SB: The fund is solid investment grade. We generally aim to keep investments within A- to A+ range on average, although we have one or two BB high return investments.

When we envisaged this, we thought in terms of fiduciary duty of local authorities and we didn’t want to sacrifice that return. We recognised that type of investor might be interested in providing a social impact but weren’t prepared to sacrifice return. Overall you should get the appropriate reward for the risk you are taking.

R151: Is it easy to find positions that offer the risk/return profiles you look for and which also meet your social parameters? Or in other words, what sort of capacity is there in the fund?

SB: The capacity is substantial – the fund is currently only at £90m. Looking at the total market, I analysed 1,048 investments, of which around a third conform to those areas of social income. That third is our social universe. There is no real constraint over the horizon.

R151: You have some local authority treasury money in the fund. Would you also be interested in local authority bonds, as a buyer, if they were available? And what would you want to see?
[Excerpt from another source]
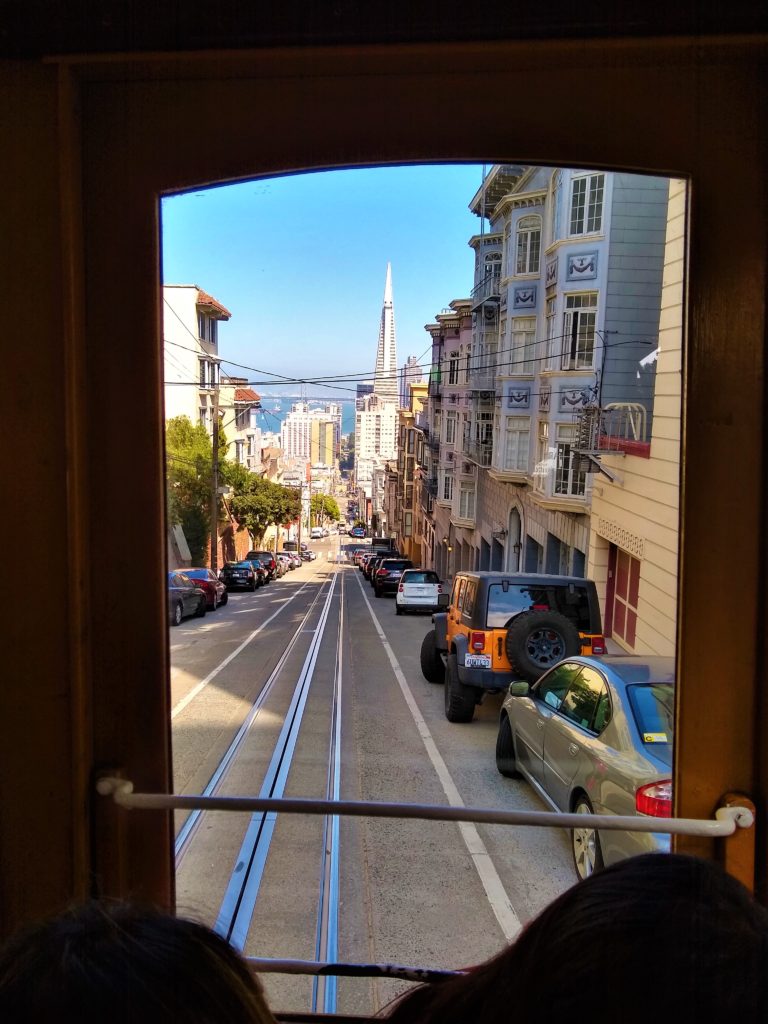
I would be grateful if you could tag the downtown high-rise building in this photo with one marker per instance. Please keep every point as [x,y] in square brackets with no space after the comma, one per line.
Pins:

SB: We hold Community Finance Bonds from the GLA whose proceeds towards funding Crossrail. We have been very active in this area.

We very much encourage local authorities big enough to access the bond market, and would invest in the Municipal Bonds Agency which could help smaller local authorities access the market.

When I talk to local authorities it is not just about selling the fund; it’s also about their ability to access the bonds market. We want to encourage the reestablishment of the local authority bond sector.

R151: What’s your view of credit risk in the housing association sector from the big players to the small?

SB: We capped the social housing element at 25%. It was an obvious area to invest in but we didn’t want a purely social housing fund.

Two budgets ago the government changed the rules and moved the goalposts – announcing an annual reduction in rent of 1% for tenants over the next four years.

We have had to put our financial hat on and ask what the effect was. We had to reduce our exposure to social housing generally to protect the capital in the fund.

The value of social housing is no more than future discounted rental stream. We have just taken social housing down to a neutral – not underweight – it still has substantial social benefits.

We are also concerned that the financial squeeze is having an effect on social benefits and will reduce the ability of housing associations to take on social facilities such as community centres from local authorities.

R151: What’s your view of default and duration risk in general in the corporate credit sector?

SB: Defaults have been coming down since the financial crisis. This is investment grade fund and mostly the defaults are happening in higher risk areas.

However, it does have an effect on the whole market and we monitor that closely. We appreciate that this year’s deteriorating economic figures mean that the pressure to raise interest rates could slow.

However, it is as yet unclear whether the economy will recover after the Brexit referendum. If the world economy continues to be sluggish then we could see more quantitative easing including the buyback of corporate bonds. We are treading a path between those two elements.